Title: The Hangover Director: Todd Phillips Year: 2009 Run time: 1hr 47
We’ve had this one as a sort of back up film to watch if we weren’t sure we were in the mood for anything else. When it first came out, I sort of assumed it was the kind of film I would hate. Drunken men running around being silly. But then Mr C and I started hearing and reading how it was one of the best films ever, and so we had to give it a chance.
2:16 - “We lost Doug.” 3:10 - Moody opening credits. I was expecting something a bit poppier. 6:54 - He’s a fun dad. Scary father-in-law though. 7:37 - Sand seeps into tyres? 12:57 - I do quite like Bradley Cooper. 13:44 - It always surprises me how very in the middle of nowhere Las Vegas is. 15:23 - Working behind a checkout must mean plenty of fascinating overheard conversations. 21:22 - Listen to Bradley! She isn’t nice! 24:48 - A one man wolf pack is a genius concept. 28:03 - How do you get a chicken past the front desk? 29:22 - Or a tiger! 35:54 - I love this backwards Sherlock stuff. 37:07 - At some point, he’ll have to stop saying it’ll all be okay. 41:04 - “It’s at the corner of get a map and eff off.” I have to say that sometime. 43:59 - I didn’t think you could get drunk and married in Vegas anymore. 54:44 - If he can talk round cops, he can talk round anyone. 59:28 - The car was fine. 1:01:32 - “I fudged up.” 1:02:59 - Doug doesn’t have a very big part in this film, he’s just mentioned a lot. 1:03:47 - “You are literally too stupid to insult.” 1:11:46 - How do they know where Mike Tyson lives? 1:18:07 - Is it really Doug in there? 1:23:04 - Why would casinos play a game that is so easily cheated? 1:28:21 - We still don’t know how he lost his tooth. 1:32:33 - He is completely orange! 1:33:35 - The tooth mystery is solved. 1:36:31 - How can you possibly shave after being out in the desert sun for two days? 1:44:45 - Woohoo for fun credits!
I really enjoyed it, and was surprised at how much I laughed. Some of it was a bit coarse, but in the grand scheme of things it was more funny than it was anything else, and that’s a win. My crush on Bradley Cooper is fully formed now, so I may have to go back and watch the A Team again, just to see.

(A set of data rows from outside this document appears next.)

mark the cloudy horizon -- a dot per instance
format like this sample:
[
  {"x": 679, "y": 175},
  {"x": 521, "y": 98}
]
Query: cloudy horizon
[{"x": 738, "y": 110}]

The only reasons I’m not really giving it a 5 out of 5 is that I was slightly perplexed by a couple of things. Firstly, how is it possible that Bradley could take such a beating throughout, on top of being so hungover and supposedly having damaged ribs, and still be upright by the end? Secondly and thirdly, I thought they relied a tiny bit too much on the dumb guy being dumb for laughs, and by the end there was a bit too much swearing for my delicate ears. Other than that, it was top notch.